# monster 190 class taken



## skycruiser (Aug 7, 2009)

Incredible article about a MONSTER 190ish class taken within Columbus city limits. This dude already has 2 200 class bucks! great articles, flip through the pictures to read the entire story

http://www.fieldandstream.com/blogs/whitetail-365/2011/10/buckeye-state-ohio-typical-monster-buck










here's the article about the 2 200's. great stuff, and i dont even hunt!

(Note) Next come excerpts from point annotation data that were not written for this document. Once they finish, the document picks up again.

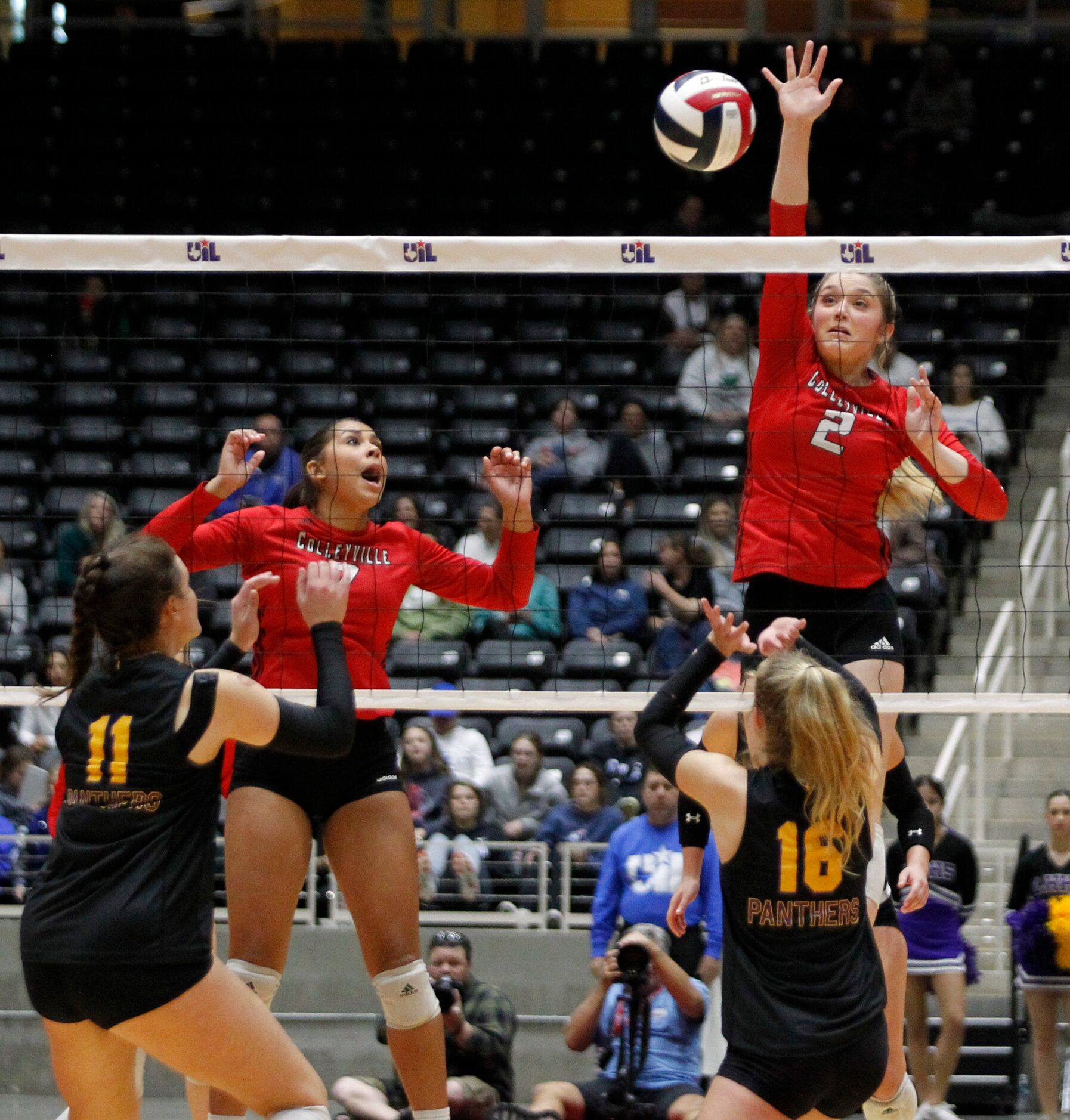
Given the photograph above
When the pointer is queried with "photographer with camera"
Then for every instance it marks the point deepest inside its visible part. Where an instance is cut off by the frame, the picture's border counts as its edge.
(480, 1024)
(645, 1014)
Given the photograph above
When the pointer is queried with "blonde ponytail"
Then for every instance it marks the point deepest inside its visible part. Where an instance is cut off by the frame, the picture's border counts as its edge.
(909, 493)
(817, 733)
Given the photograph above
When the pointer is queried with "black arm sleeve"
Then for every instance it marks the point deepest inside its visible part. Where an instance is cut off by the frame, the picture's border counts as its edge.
(916, 825)
(326, 731)
(227, 657)
(657, 732)
(692, 824)
(858, 690)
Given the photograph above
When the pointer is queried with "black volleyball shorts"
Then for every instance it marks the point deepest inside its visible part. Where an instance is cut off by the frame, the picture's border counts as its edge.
(321, 787)
(834, 1082)
(848, 623)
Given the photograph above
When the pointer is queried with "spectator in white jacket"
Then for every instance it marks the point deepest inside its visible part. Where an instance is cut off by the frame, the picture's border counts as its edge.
(975, 420)
(522, 793)
(716, 380)
(15, 609)
(465, 750)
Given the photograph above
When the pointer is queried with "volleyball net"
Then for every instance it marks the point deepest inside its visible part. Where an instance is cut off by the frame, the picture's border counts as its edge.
(125, 360)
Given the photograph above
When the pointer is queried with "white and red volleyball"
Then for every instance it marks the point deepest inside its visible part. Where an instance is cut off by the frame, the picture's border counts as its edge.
(705, 121)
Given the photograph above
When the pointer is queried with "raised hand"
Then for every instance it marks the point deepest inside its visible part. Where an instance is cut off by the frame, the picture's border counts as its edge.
(800, 97)
(323, 592)
(246, 609)
(781, 634)
(234, 472)
(724, 634)
(508, 477)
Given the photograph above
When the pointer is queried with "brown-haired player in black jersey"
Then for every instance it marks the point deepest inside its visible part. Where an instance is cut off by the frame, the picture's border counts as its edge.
(803, 991)
(117, 932)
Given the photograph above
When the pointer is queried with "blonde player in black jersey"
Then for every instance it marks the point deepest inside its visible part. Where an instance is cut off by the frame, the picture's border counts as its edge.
(117, 932)
(803, 988)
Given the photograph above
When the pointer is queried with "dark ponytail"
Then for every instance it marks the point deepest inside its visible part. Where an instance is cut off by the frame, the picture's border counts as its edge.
(119, 598)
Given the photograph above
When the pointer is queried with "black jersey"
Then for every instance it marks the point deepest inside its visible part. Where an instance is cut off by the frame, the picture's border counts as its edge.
(802, 972)
(1038, 877)
(130, 875)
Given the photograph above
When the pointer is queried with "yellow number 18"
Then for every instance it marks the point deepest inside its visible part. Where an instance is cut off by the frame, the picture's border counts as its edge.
(120, 751)
(822, 868)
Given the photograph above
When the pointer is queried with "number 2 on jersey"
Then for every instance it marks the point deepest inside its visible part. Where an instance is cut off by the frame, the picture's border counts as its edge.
(835, 423)
(120, 751)
(822, 868)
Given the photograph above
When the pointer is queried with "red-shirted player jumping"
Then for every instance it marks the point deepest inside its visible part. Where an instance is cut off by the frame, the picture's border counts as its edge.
(833, 447)
(274, 803)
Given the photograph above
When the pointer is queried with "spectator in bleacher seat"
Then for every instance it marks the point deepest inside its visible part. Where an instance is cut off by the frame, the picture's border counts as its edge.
(483, 543)
(455, 866)
(14, 765)
(15, 612)
(715, 382)
(668, 1081)
(279, 469)
(587, 818)
(941, 103)
(37, 723)
(564, 457)
(608, 604)
(427, 615)
(426, 776)
(937, 954)
(895, 367)
(480, 1028)
(539, 618)
(1040, 893)
(677, 590)
(975, 419)
(522, 792)
(465, 750)
(97, 529)
(688, 314)
(639, 459)
(718, 527)
(641, 870)
(619, 755)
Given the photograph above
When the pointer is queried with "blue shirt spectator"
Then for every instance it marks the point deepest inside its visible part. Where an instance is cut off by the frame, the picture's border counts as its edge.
(279, 469)
(608, 604)
(642, 868)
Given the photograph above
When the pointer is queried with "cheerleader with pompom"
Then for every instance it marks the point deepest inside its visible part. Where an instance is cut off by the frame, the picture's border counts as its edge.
(1040, 917)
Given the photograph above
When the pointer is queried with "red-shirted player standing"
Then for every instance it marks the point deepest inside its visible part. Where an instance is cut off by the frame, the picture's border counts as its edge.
(359, 800)
(830, 444)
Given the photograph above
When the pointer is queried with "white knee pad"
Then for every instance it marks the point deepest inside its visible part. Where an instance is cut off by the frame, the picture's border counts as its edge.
(310, 1112)
(876, 870)
(901, 1107)
(407, 996)
(265, 982)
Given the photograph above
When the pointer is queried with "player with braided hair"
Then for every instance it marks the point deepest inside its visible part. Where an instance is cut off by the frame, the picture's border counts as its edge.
(117, 932)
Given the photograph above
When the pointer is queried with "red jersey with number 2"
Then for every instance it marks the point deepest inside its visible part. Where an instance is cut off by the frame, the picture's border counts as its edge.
(821, 451)
(381, 562)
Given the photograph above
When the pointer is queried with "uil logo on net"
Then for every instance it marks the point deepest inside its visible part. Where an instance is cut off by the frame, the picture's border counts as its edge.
(856, 252)
(638, 252)
(418, 252)
(202, 250)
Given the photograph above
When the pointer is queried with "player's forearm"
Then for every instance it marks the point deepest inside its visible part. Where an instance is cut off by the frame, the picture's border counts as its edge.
(791, 185)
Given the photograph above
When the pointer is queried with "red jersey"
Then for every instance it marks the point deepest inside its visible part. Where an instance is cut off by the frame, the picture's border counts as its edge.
(382, 561)
(821, 451)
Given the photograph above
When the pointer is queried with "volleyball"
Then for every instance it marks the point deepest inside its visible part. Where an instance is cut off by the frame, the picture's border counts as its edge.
(705, 120)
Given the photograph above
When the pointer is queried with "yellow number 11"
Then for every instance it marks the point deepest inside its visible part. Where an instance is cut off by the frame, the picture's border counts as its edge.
(120, 751)
(822, 871)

http://www.fieldandstream.com/photo...pter-hunter-arrows-monster-ohio-buck-crossbow


----------



## rackman323 (Jul 13, 2007)

Very nice buck. There is an interesting thread on archerytalk about these guys. I know the area they hunt. Alot of big urban deer around that area


----------



## wildman (Sep 3, 2008)

No, he didn't he had news of the kill by anouther hunter... nice deer...


----------



## Fishstix (Aug 16, 2005)

A true hog...It doesn't surprise me. I've seen HUGE buck all over C-bus.


----------



## mpd5094 (Jun 20, 2005)

Wow!! That's all I can say!


----------



## Seahorse (Aug 25, 2009)

is his hands bigger than his head in real life, or only in this bogus picture?


----------



## Gobi Muncher (May 27, 2004)

It's legal to hunt within city limits??? i know of a couple areas around Beavercreek that have nice ones (nothing like that beast that I am aware of) but definite Ohio Big Buck quality, but haven't done anything since I thought you had to hunt outside city limits.


----------



## Fish-N-Fool (Apr 12, 2004)

Gobi - you must check the city or municipality rules...most don't permit hunting. Those that do permit hunting often have additional rules you must follow in addition to the state's rules. Some even make you check in with the police department each time you hunt. Never hurts to investigate an area and find out what the rules are!


----------



## Scum_Frog (Apr 3, 2009)

Seahorse...photo isnt bogus....and his hands look huge because he is doing the fishermans truck and holding his arms straight out and sitting away from the buck....so thats why it looks weird. This guy has shot monster deer for a while now so it doesnt come far fetch with this guy.....but ya big bucks in city limits....common to see/smell people.....i think his chances would be good.


----------



## Mushijobah (May 4, 2004)

No hunting in Franklin County boys....stay out...


----------